Here’s a great example of how, no matter what’s happening in the world, there’s always an abundance of compelling, lucrative opportunities.
Lately the British pound has plunged to historic lows.
The pound recently touched a 31-year low against the US dollar, and an all-time low against the euro.
And earlier this month the pound shed nearly 3% of its value in the course of a single day.
That’s simply not supposed to happen to a major currency.
A move of just 1% for a major currency is considered shocking. Currencies are supposed to be stable, not ultra-volatile like a penny stock.
Yet these sharp swings keep happening to the pound, mostly out of Brexit fears.
Emotion has taken over. There’s no rational basis for the pound being this cheap—merely panicked selling on the assumption that everyone else is going to be selling.
This is a broken market. And I imagine it must be nerve-wracking to be living in the UK and watching your currency knocked around like some third-world peso.

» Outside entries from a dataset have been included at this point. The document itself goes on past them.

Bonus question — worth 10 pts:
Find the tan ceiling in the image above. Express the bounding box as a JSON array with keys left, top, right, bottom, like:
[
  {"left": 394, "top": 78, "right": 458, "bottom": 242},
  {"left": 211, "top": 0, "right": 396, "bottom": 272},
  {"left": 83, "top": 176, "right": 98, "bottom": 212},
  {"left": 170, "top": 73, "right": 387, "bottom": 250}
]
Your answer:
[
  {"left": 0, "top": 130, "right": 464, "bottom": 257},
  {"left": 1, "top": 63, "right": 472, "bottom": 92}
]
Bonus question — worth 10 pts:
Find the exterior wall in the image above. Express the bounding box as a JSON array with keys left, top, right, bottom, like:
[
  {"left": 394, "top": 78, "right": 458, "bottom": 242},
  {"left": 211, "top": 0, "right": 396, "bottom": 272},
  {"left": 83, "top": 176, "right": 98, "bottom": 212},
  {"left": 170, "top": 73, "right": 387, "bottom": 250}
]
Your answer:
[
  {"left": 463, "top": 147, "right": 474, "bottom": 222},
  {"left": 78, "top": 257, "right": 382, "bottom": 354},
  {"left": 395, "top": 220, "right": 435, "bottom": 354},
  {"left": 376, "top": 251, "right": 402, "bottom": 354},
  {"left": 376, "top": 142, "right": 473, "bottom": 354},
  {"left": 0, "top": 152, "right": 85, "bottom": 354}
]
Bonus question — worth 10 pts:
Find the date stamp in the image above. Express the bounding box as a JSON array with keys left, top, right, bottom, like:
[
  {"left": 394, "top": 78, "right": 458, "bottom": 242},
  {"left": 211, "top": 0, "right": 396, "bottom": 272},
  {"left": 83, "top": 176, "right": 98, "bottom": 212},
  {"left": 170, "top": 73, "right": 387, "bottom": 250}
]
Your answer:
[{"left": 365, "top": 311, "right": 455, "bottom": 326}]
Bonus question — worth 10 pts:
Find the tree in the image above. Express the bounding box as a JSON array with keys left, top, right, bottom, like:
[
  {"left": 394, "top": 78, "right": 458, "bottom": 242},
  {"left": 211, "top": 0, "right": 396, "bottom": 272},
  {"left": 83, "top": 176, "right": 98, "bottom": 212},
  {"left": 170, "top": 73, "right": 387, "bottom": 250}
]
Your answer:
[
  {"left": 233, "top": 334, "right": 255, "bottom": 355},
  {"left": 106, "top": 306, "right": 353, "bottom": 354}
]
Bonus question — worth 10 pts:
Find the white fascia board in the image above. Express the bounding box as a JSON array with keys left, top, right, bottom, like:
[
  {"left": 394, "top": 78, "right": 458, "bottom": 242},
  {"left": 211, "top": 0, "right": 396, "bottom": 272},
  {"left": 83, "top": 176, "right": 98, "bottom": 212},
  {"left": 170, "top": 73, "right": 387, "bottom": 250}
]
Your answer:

Yet anytime markets break down like this and emotions take over, great opportunities almost invariably emerge.
We’ve discussed our deep value investment strategy before; financial markets in some parts of the world are so fractured that it’s possible to buy shares of a profitable business for less than the amount of cash it has in its bank account.
That qualifies as a no-brainer– an extremely LOW risk way to generate a built-in profit.
Some colleagues and I are taking this a step further, in fact, and working on a deal to purchase a controlling stake in a listed company that is selling for a fraction of the value of its assets.
(SMPI and Total Access members– watch out for more information on this one.)
These types of opportunities exist almost everywhere that markets have broken down, and the UK is no exception.
I’ll highlight a few simple examples that don’t involve investing tens of millions of dollars.
One asset class that makes sense to consider is collectibles, things like rare coins or wine.
Like gold and silver bullion, collectibles are real assets. And scarce. They’re not making any more 1982 Chateau Petrus.
With collectibles, I prefer to stick to assets with a wide base (i.e. nothing too niche) that are fairly easy to buy and sell.
Art and antiques, for example, can be difficult to value and sell without going to an appraiser and broker.
But certain luxury watch brands, on the other hand, can be sold in minutes, especially the historic high-end Swiss manufactures like Patek Philippe, Rolex, Jaeger-LeCoultre, IWC Schauffhausen, and Vacheron Constantin.
Many of these watches are hand-made and they are NOT mass-produced, so they’re scarce and extremely popular.
Right with the British pound at around $1.22, luxury watches being sold in London and priced in pounds can be had at a steep discount to their US dollar prices across the ocean.
A recent year Patek Phillippe Calatrava model (5119G) is selling for about GBP 12,300 in the UK right now, or right around $15,000.
(And that doesn’t include the benefit of receiving a VAT refund.)
This same watch can easily sell for more than $20,000 in the US.
You could even sell it yourself on Amazon or eBay at a steep discount to that price and still make a very healthy profit.
Technically it should even be possible to sell the watch first in US dollars, and then purchase it in pounds from a UK vendor once you collect the money from your buyer.
That way you can generate a solid profit without actually using any of your own money.
It’s easy to be fearful when markets break down, when terrifying political candidates emerge, and when it seems like World War III is breaking out.
But as a result of all that fear, there are countless opportunities like this to generate low risk, built-in profits.
And thanks to our modern technology, these opportunities are available to anyone in the world who has access to the Internet… and a little bit of hustle.